I don't want to compare. It's poisonous. I am thrilled by the thought of being "different" than other girls because of my background. And yet, I envy the way another girl dresses even as I turn my nose up at her "Crown Heights look".
I'm giving myself six months. Six-month trial period is standard, isn't it?
We're all starting a new year. For me, this year is really new. A whole new life. I'm not a schoolgirl any longer. I'm something unfamiliar. Just - me.

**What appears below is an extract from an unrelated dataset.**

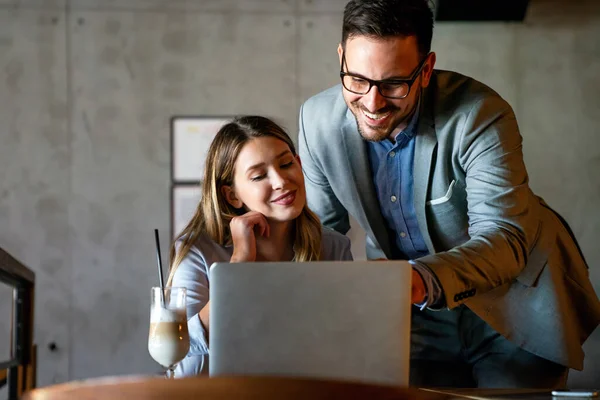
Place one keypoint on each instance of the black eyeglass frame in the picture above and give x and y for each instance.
(372, 82)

I have a chance at fulfilling long-held dreams.
Wish me luck.
Saturday, June 16, 2007
Gimmel Tammuz
B"H
Tuesday will be Gimmel Tammuz.
It's a time when a Chossid is supposed to think of their hiskashrus to the Rebbe. A tip from one of my teachers was to make it personal. What has the Rebbe done for YOU? How has he affected YOUR life?
So I thought about it. And (not surprisingly) I came up with quite a lot. Here is the chain of events that I came up with:
1) My parents became frum:
If my mother hadn't met Chabad, she might be Conservative, and living in Seattle.
If my father hadn't met Chabad, he might be liberal and living in San Fransico.
They might not have met.
If they had (somehow), they might not have had me. (I'm the third child).
If they had met, and had our family, they might have raised us in a completely secular lifestyle. And had I been raised like that, would I be anything like the person I am today?
2)My parents asked the Rebbe, and went to Berkeley:
If they had stayed in Crown Heights, I would be (shudder) a Bais Rivka Girl.
If they had moved to Seattle, I might have met my best friend much earlier, and our relationship would be completely different.
If they had moved to LA, I might have gotten involved in the wrong crowd of friends, and who knows where I'd be now.
3)I went to Bais Chana High School:
I met my best friend.
I realized there was a Chassidish World out there.
I applied to Chitrik.
4)I went to Chitrik:
And everything happened there.
Now I'm here.
There's more. So many details, so many that I don't even realize the source of all of them. I was born a Chosid. That means I was handpicked. Chosen.
Now I have to ask myself, "Am I doing everything I should to justify that choice?"
And I have to deal with what the answer is.
Gimmel Tammuz. Tuesday.
May we merit to see our Rebbe physically right now!
I'M DONE!
B"H
It is now Sunday. I am continuing the trend of all-nighters in the computer room. However, tonight is something new.
I am done.
THANK G-D!
It was hard work. It involved a lot of late nights/early mornings, coffees and Cokes, and a lack of studying for finals.
But now it is finished.
And as the saying goes, it was "Worth It".